Semantic Search: The Two-Phase Architecture
A semantic search engine has two phases. The first runs once (offline indexing); the second runs every time a user searches (real-time query):
| Phase | When | What happens | Cost |
|---|---|---|---|
| Phase 1: Indexing | Once, offline | Encode all documents into an embedding matrix (N x 384) | Slow (seconds to minutes) |
| Phase 2: Query | Every search | Encode query, compute cosine similarity, return top-k | Fast (milliseconds) |
Phase 2 is fast because all document embeddings are pre-computed. Only the single query needs encoding at search time.
Building the Index
from sentence_transformers import SentenceTransformer
model = SentenceTransformer("all-MiniLM-L6-v2")
# Your security knowledge base
documents = [
"Mimikatz extracts credentials from LSASS process memory",
"SSH brute force: repeated failed login attempts on port 22",
"DNS tunnelling encodes data in DNS query subdomains",
"Ransomware encrypts files and demands cryptocurrency payment",
"Phishing emails impersonate trusted senders to steal credentials",
]
# Phase 1: encode all documents (done once)
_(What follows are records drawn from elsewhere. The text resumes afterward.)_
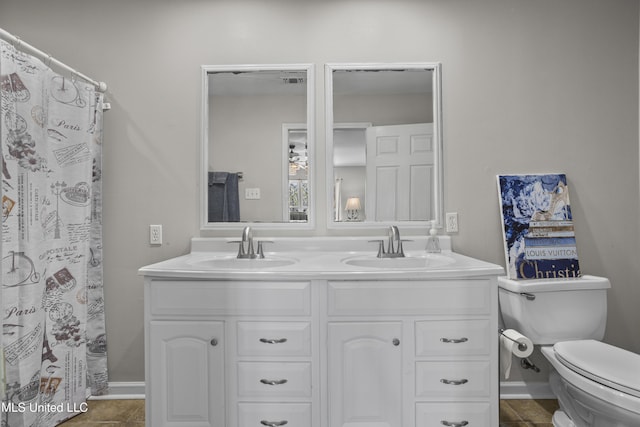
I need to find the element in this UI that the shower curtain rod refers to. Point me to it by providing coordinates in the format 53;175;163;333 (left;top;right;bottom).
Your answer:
0;27;108;93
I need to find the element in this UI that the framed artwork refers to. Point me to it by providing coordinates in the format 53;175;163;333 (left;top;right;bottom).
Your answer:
497;174;581;280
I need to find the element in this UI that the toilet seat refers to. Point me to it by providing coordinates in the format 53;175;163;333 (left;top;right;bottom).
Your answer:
554;340;640;398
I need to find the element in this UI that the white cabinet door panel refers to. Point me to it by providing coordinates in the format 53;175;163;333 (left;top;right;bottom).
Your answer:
328;322;403;427
149;321;225;427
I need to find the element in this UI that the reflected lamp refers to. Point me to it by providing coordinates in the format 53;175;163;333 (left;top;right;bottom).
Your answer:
345;197;361;221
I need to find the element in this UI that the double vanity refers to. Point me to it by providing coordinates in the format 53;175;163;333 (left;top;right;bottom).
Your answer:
139;231;503;427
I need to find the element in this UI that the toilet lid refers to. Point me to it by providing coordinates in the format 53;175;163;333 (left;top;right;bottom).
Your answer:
554;340;640;398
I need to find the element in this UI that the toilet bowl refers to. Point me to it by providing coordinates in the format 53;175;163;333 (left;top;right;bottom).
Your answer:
498;275;640;427
542;341;640;427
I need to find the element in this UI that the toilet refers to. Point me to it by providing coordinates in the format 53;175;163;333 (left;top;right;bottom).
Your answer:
498;275;640;427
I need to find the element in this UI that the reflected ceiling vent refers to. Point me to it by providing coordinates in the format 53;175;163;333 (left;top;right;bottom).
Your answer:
282;77;305;84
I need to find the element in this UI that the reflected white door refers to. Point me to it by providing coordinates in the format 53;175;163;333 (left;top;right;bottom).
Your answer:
365;123;434;221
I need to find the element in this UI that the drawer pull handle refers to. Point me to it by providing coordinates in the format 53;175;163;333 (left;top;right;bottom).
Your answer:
260;420;288;426
260;379;288;386
440;337;468;344
440;378;468;386
210;338;218;346
260;338;288;344
441;421;469;427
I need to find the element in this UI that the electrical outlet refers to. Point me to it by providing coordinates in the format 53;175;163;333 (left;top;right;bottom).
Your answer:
149;224;162;245
445;212;459;233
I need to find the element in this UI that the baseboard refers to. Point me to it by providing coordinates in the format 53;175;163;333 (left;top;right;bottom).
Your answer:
89;381;145;400
92;380;553;401
500;381;555;399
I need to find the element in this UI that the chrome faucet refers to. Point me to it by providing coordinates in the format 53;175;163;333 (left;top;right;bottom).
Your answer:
239;226;255;258
372;225;406;258
233;226;269;259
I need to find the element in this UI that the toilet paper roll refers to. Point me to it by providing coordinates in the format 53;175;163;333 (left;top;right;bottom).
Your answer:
500;329;534;379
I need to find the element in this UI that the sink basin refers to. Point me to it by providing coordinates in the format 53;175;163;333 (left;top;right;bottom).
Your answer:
343;254;455;269
188;256;298;270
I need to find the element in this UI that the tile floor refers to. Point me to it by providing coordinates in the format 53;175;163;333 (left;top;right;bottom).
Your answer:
500;399;559;426
57;398;559;426
57;399;144;426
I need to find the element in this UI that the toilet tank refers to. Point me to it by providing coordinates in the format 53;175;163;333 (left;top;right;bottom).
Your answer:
498;275;610;345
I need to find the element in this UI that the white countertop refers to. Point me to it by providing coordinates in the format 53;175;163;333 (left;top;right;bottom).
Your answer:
139;236;504;280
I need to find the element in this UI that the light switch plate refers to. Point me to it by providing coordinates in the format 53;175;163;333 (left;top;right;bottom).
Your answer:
245;188;261;200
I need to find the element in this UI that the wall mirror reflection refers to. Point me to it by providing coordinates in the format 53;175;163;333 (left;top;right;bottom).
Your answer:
326;63;443;228
201;64;314;230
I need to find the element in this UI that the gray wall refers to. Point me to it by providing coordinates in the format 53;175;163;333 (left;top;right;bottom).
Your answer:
2;0;638;386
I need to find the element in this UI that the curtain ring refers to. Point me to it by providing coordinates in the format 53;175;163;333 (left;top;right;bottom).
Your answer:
46;55;53;68
13;36;21;50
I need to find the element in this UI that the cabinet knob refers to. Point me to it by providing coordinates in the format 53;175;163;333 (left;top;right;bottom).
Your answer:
210;338;218;346
260;421;288;426
392;338;400;346
441;421;469;427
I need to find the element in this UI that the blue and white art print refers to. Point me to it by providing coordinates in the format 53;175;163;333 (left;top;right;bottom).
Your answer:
497;174;581;280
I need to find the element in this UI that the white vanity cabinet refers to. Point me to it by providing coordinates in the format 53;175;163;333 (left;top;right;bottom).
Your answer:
144;279;316;427
327;321;403;426
326;279;498;427
142;244;501;427
148;320;225;427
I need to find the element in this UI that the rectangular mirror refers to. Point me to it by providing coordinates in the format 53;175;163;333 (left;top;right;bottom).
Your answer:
325;63;443;229
201;64;314;230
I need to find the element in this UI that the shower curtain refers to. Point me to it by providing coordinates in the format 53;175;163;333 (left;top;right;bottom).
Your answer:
0;40;108;426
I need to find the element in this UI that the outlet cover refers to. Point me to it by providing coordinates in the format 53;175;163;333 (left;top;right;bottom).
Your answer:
150;224;162;245
445;212;459;233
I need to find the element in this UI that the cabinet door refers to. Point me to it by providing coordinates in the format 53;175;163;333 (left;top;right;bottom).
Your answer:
149;321;225;427
328;322;402;427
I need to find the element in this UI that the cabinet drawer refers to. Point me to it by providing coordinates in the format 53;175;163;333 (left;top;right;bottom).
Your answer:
416;402;491;427
238;403;311;427
237;322;311;357
328;280;491;315
238;362;312;398
149;281;311;316
416;361;491;398
415;319;491;357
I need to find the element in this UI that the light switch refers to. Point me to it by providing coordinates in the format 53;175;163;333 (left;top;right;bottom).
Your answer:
245;188;261;200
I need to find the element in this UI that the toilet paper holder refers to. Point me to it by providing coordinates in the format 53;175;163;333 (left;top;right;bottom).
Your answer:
499;328;529;352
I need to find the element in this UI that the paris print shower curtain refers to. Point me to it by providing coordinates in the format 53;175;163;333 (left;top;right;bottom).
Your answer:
0;40;108;426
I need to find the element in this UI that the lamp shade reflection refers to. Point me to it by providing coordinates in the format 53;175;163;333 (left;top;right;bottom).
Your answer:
345;197;361;221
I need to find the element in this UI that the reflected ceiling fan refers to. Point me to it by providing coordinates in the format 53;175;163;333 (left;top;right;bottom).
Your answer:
289;143;308;173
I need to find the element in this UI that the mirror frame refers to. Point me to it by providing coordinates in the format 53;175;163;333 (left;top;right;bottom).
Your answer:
325;62;444;229
200;64;315;230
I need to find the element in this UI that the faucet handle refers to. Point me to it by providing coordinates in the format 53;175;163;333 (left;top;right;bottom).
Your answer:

doc_embeddings = model.encode(documents)
# shape: (5, 384)
Querying the Index
from sklearn.metrics.pairwise import cosine_similarity
import numpy as np
def search(query, doc_embeddings, documents, k=3):
"""Return top-k most relevant documents for a query."""
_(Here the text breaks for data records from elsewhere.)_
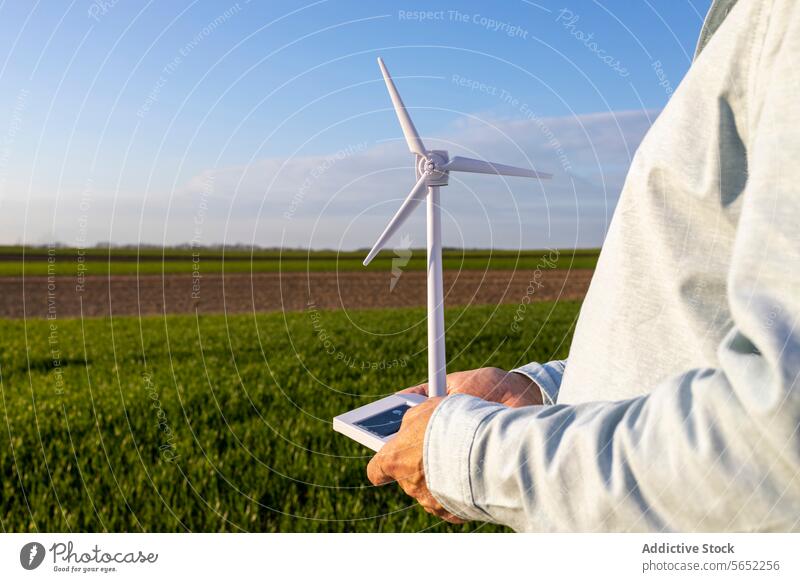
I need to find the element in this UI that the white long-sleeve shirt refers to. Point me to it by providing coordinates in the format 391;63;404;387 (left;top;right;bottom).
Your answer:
424;0;800;532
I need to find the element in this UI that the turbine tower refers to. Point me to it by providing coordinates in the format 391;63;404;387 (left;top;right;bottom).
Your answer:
365;58;551;397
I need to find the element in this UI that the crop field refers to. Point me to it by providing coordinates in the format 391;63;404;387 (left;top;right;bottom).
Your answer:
0;246;599;276
0;300;579;532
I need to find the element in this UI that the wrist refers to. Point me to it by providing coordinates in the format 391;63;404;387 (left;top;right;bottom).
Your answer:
509;370;544;406
510;361;566;406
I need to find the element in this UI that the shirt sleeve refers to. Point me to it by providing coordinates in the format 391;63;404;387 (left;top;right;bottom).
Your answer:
424;3;800;532
511;359;567;405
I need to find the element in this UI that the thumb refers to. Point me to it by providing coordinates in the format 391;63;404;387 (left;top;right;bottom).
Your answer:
366;455;394;486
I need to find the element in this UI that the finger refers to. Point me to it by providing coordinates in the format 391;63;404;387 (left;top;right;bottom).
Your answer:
398;383;428;396
426;505;465;524
420;501;465;524
366;455;394;486
394;471;425;499
439;511;466;524
418;490;460;519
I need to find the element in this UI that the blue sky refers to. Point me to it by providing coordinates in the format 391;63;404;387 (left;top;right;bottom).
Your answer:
0;0;711;249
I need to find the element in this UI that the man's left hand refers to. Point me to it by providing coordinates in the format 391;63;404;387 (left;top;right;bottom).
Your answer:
366;397;465;524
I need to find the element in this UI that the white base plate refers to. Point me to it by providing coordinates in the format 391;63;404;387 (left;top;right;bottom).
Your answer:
333;393;427;451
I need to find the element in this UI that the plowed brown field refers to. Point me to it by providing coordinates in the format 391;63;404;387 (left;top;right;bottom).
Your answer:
0;269;592;319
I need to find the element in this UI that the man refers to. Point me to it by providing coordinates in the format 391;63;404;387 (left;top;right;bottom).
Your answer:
367;0;800;531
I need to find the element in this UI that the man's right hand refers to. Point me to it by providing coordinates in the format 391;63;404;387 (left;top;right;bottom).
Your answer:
399;367;542;408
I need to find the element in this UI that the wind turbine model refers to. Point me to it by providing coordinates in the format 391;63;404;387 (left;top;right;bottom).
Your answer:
333;58;551;451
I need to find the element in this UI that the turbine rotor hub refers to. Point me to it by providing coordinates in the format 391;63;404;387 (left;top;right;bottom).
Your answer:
418;150;449;186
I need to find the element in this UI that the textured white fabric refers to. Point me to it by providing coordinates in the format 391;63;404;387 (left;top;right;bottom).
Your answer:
425;0;800;531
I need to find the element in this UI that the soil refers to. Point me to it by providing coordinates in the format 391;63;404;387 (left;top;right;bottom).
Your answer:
0;269;593;319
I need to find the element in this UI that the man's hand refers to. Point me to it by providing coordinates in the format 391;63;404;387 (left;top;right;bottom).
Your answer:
366;397;465;523
400;367;542;407
367;368;540;522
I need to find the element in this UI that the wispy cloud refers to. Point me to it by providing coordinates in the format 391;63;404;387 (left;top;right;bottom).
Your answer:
2;109;654;249
176;108;654;249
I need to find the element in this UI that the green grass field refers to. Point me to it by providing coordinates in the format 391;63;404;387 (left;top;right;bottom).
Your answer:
0;246;599;276
0;301;579;532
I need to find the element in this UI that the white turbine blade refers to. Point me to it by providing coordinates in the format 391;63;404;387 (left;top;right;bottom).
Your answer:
377;57;426;157
363;174;429;266
443;156;552;179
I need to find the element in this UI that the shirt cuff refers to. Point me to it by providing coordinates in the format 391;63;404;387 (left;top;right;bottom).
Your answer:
511;360;566;405
423;394;506;521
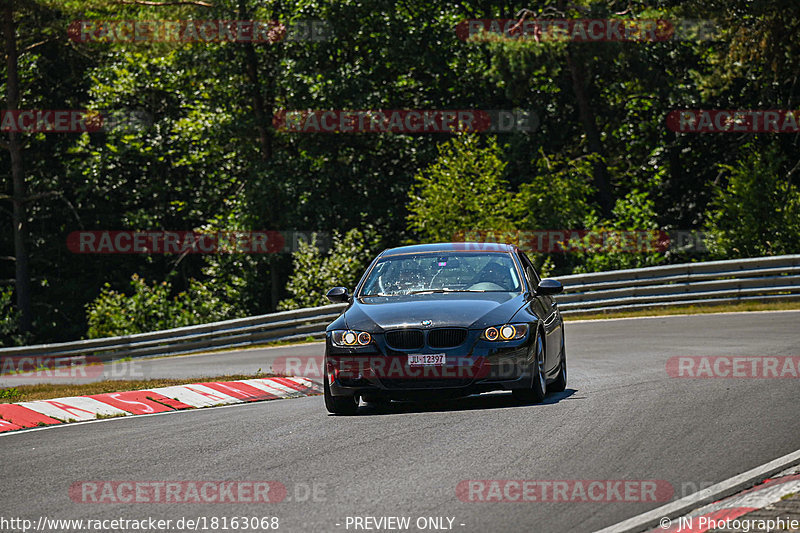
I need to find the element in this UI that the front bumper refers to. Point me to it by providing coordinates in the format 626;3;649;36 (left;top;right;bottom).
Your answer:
325;329;535;399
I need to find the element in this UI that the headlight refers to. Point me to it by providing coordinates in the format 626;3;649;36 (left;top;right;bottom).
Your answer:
481;324;528;341
331;330;373;347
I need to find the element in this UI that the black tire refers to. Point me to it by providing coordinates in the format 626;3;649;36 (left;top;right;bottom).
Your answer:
324;378;359;415
549;340;567;393
512;328;547;404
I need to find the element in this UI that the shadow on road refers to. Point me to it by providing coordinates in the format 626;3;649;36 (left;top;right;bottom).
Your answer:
351;388;579;416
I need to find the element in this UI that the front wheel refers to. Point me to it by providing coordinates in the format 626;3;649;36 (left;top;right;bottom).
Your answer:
512;328;547;404
324;378;359;415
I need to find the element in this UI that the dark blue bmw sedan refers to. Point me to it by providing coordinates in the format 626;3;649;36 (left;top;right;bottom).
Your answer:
323;242;566;415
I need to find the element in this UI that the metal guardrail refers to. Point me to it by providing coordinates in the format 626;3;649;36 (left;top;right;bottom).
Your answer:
556;254;800;315
0;304;346;362
1;255;798;363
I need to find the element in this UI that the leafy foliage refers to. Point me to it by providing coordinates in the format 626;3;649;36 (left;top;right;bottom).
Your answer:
278;229;380;311
515;151;598;231
86;274;244;338
0;288;28;347
705;144;800;258
407;134;516;242
2;0;799;342
569;187;665;274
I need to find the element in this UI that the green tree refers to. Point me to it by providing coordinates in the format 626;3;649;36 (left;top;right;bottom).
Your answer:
570;186;665;273
407;134;515;242
705;144;800;258
278;228;380;311
513;150;597;274
515;150;597;230
0;286;28;346
85;274;244;338
7;0;800;344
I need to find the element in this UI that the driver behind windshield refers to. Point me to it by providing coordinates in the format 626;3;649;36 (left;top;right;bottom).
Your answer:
473;262;514;290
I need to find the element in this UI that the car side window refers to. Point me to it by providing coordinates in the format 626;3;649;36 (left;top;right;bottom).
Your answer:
518;252;541;289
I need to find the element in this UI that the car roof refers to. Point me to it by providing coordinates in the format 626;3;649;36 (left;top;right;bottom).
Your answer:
378;242;518;257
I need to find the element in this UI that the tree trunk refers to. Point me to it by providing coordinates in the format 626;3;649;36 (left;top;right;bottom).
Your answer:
238;0;281;310
554;0;613;217
243;42;273;161
239;0;273;162
565;48;614;217
2;0;32;333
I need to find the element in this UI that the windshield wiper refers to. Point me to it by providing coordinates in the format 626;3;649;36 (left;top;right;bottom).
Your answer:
408;289;484;294
409;289;451;294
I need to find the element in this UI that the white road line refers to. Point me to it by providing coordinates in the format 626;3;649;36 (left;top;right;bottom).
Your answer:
594;447;800;533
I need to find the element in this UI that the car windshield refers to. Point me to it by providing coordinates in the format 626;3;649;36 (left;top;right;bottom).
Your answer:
359;252;522;296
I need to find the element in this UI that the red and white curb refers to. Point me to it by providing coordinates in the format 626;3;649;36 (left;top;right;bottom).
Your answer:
649;470;800;532
0;377;320;433
595;448;800;533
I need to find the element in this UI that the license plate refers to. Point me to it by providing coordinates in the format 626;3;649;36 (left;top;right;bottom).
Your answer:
408;353;445;366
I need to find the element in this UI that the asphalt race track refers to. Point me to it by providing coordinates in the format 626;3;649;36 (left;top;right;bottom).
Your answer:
2;311;799;533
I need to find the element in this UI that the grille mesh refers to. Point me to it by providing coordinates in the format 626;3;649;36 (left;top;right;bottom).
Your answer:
427;328;468;348
385;329;424;349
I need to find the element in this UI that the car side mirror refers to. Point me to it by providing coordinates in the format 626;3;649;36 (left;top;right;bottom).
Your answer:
326;286;350;303
536;278;563;295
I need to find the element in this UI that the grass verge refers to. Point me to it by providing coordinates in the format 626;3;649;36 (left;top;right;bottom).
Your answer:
0;373;276;404
563;300;800;322
172;334;321;357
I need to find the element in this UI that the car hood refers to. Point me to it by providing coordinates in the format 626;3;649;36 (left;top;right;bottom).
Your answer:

query_vec = model.encode([query]) # (1, 384)
scores = cosine_similarity(query_vec, doc_embeddings)[0]
top_k = np.argsort(scores)[::-1][:k]
for rank, idx in enumerate(top_k, 1):
print(f"{rank}. [{scores[idx]:.3f}] {documents[idx]}")
search("how to detect credential dumping")
# 1. [0.71] Mimikatz extracts credentials from LSASS process memory
# 2. [0.48] Phishing emails impersonate trusted senders to steal credentials
# 3. [0.31] SSH brute force: repeated failed login attempts on port 22
The search function found the Mimikatz document even though the query never mentioned "Mimikatz" or "LSASS". This is the power of semantic matching.
Why This Matters: The Retrieval Half of RAG
What you just built is the retrieval component of a RAG (Retrieval-Augmented Generation) pipeline. In the next lesson on RAG, you will combine this retrieval mechanism with an LLM to generate grounded answers:
| Component | What it does | You built it in |
|---|---|---|
| Sentence embeddings | Encode documents and queries as vectors | Step 2 (this lesson) |
| Semantic search | Find the most relevant documents for a query | Step 3 (this step) |
| Chunking | Split long documents into embeddable pieces | Lesson 4.4, Step 1 |
| LLM generation | Answer the question using retrieved context | Lesson 4.4, Step 3 |
Think Deeper
Your knowledge base has 50 security advisories. A SOC analyst queries 'how to detect credential dumping'. The top result is about Mimikatz and LSASS. But the second result is about password spraying. Is this a retrieval failure? Why or why not?